The Collapse of the Corporate University in the Time of Gaza
Photograph by Nathaniel St. Clair
Across the globe, we are living in a moment of profound crisis where the very essence of education as a democratic institution is under attack. In the United States, the assault on higher education is part of a broader war waged by authoritarian forces aiming to dismantle the pillars of not only academic freedom, dissent, and human rights, but also the essential foundations of democracy itself. Universities are no longer seen as spaces of intellectual freedom and critical inquiry but as battlegrounds for ideological control. Campus protests are met with police brutality; students are abducted for their political views, and those who dare to speak out against the prevailing orthodoxy face expulsion, censorship, and criminalization. Trump’s administration has fueled this campaign, not only targeting academic freedom but also pushing policies that criminalize dissent, especially when it comes to movements like those advocating for Palestinian liberation. The erosion of civil liberties extends to international students protesting in solidarity with Gaza, with threats of deportation looming over them. The chilling message is clear: higher education is no longer a sanctuary for free thought; it is a field of repression where the rule of authoritarianism dominates.
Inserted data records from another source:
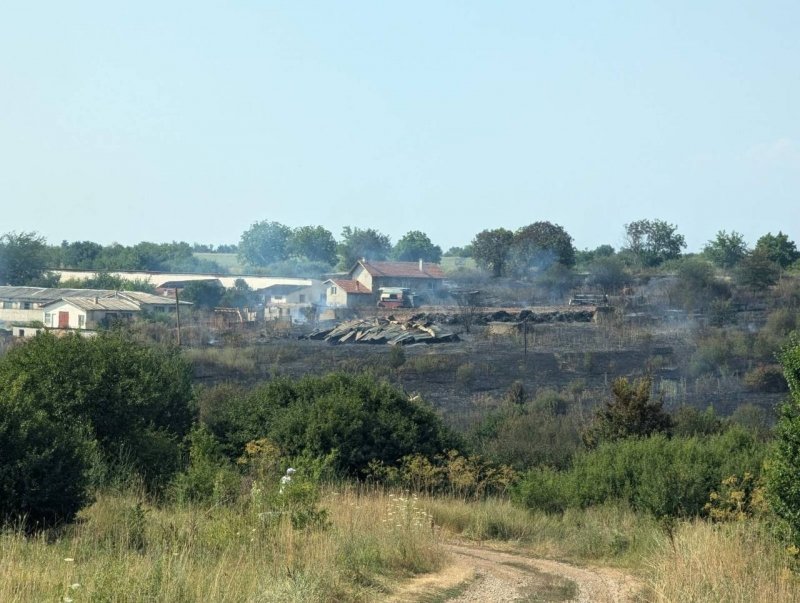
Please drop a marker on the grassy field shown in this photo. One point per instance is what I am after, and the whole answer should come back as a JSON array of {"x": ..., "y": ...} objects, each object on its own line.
[{"x": 126, "y": 549}]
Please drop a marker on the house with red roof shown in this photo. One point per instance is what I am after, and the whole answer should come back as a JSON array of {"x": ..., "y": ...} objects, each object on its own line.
[{"x": 360, "y": 286}]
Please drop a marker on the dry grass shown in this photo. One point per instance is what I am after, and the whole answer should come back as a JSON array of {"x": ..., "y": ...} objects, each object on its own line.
[
  {"x": 729, "y": 562},
  {"x": 123, "y": 550}
]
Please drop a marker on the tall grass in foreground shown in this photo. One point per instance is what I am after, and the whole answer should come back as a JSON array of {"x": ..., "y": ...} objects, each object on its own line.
[
  {"x": 728, "y": 562},
  {"x": 124, "y": 550},
  {"x": 740, "y": 561}
]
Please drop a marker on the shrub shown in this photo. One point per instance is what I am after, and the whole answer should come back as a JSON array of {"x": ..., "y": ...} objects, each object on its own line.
[
  {"x": 767, "y": 379},
  {"x": 355, "y": 416},
  {"x": 44, "y": 465},
  {"x": 783, "y": 484},
  {"x": 133, "y": 399},
  {"x": 661, "y": 476}
]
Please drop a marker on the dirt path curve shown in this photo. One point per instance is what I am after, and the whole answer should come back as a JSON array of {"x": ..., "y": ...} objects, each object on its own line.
[{"x": 482, "y": 574}]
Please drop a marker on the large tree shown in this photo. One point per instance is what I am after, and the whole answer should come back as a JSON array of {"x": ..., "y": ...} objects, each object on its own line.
[
  {"x": 783, "y": 480},
  {"x": 23, "y": 258},
  {"x": 264, "y": 243},
  {"x": 133, "y": 399},
  {"x": 778, "y": 248},
  {"x": 726, "y": 250},
  {"x": 491, "y": 249},
  {"x": 313, "y": 243},
  {"x": 364, "y": 243},
  {"x": 538, "y": 246},
  {"x": 630, "y": 412},
  {"x": 653, "y": 242},
  {"x": 416, "y": 245}
]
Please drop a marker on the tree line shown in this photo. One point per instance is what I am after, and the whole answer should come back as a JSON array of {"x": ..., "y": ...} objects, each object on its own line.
[{"x": 539, "y": 251}]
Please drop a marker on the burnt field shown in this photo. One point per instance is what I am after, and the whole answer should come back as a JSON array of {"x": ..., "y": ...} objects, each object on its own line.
[{"x": 466, "y": 378}]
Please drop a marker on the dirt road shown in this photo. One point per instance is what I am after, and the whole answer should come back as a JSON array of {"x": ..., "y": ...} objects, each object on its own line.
[{"x": 479, "y": 574}]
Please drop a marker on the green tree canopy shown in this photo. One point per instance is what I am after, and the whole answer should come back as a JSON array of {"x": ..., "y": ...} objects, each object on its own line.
[
  {"x": 757, "y": 271},
  {"x": 360, "y": 243},
  {"x": 416, "y": 245},
  {"x": 360, "y": 419},
  {"x": 539, "y": 245},
  {"x": 264, "y": 243},
  {"x": 132, "y": 399},
  {"x": 628, "y": 413},
  {"x": 783, "y": 481},
  {"x": 313, "y": 243},
  {"x": 491, "y": 250},
  {"x": 653, "y": 242},
  {"x": 23, "y": 258},
  {"x": 778, "y": 248},
  {"x": 726, "y": 250}
]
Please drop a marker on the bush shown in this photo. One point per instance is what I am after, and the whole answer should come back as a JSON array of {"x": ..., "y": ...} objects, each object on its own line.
[
  {"x": 132, "y": 399},
  {"x": 661, "y": 476},
  {"x": 44, "y": 465},
  {"x": 354, "y": 416}
]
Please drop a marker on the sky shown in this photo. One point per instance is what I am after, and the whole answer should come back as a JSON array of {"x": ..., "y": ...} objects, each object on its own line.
[{"x": 161, "y": 121}]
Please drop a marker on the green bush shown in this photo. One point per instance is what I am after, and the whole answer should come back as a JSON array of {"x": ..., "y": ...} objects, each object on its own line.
[
  {"x": 661, "y": 476},
  {"x": 131, "y": 398},
  {"x": 359, "y": 418},
  {"x": 44, "y": 465}
]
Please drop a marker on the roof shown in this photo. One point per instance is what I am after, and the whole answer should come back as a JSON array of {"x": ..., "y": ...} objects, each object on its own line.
[
  {"x": 182, "y": 284},
  {"x": 113, "y": 304},
  {"x": 273, "y": 290},
  {"x": 351, "y": 287},
  {"x": 403, "y": 269},
  {"x": 140, "y": 297},
  {"x": 46, "y": 295}
]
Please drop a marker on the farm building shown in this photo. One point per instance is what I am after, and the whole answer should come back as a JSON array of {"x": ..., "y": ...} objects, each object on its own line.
[{"x": 362, "y": 283}]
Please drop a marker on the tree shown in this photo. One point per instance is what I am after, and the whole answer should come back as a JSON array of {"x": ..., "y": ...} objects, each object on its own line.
[
  {"x": 778, "y": 248},
  {"x": 628, "y": 413},
  {"x": 360, "y": 243},
  {"x": 608, "y": 273},
  {"x": 783, "y": 481},
  {"x": 314, "y": 243},
  {"x": 726, "y": 250},
  {"x": 653, "y": 242},
  {"x": 264, "y": 243},
  {"x": 697, "y": 286},
  {"x": 132, "y": 399},
  {"x": 23, "y": 258},
  {"x": 44, "y": 463},
  {"x": 79, "y": 254},
  {"x": 539, "y": 245},
  {"x": 416, "y": 245},
  {"x": 757, "y": 271},
  {"x": 491, "y": 249}
]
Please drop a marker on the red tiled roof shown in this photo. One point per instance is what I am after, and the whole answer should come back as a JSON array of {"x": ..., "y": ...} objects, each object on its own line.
[
  {"x": 351, "y": 287},
  {"x": 403, "y": 269}
]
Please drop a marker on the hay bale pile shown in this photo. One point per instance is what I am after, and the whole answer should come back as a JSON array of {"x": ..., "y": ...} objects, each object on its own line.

– Henry Giroux, CounterPunch
The quote from Henry Giroux points to the corporatization of the university, where in the last 50 years, a professionalized administration has been growing while faculties have been shrinking or remaining stagnant. At the same time, tenured positions have been declining so that as of 2023 only 23% of all faculty jobs are tenured with 9% tenure-track. Unsurprisingly, this decline has resulted in a sharp decline of faculty governance (virtually an erasure) with the tenure-track number pointing toward the eventual demise of a tenured and thus protected faculty, unless unions are legalized at private universities, and at both private and public universities, where unions are legal, collective bargaining replaces the tenure void. Without effective collective bargaining, however, teaching will become a kind of piece work, which it is today for the large majority who do not have tenure or the chance of tenure on tenure-track.
While the national tenure statistics are dismal, a brief survey on ChatGPT suggests that first-tier research institutions still have a majority or significant minority of tenured faculty. This points to a two-tiered higher educational system, the upper tier of which (The Ivy League and its peers, such as Stanford, Duke, and UC Berkeley) produces the professional elites who ascend to political, social, and economic positions that form the nexus of national power. In spite of the significant numbers of tenured faculty at these institutions, their top-down corporate structure, their allegiance to donors and trustees, that is to money, rather than to faculty, students, and staff is dominant. Lacking ethical cores, corporate universities are chameleons: they take the color of the system in........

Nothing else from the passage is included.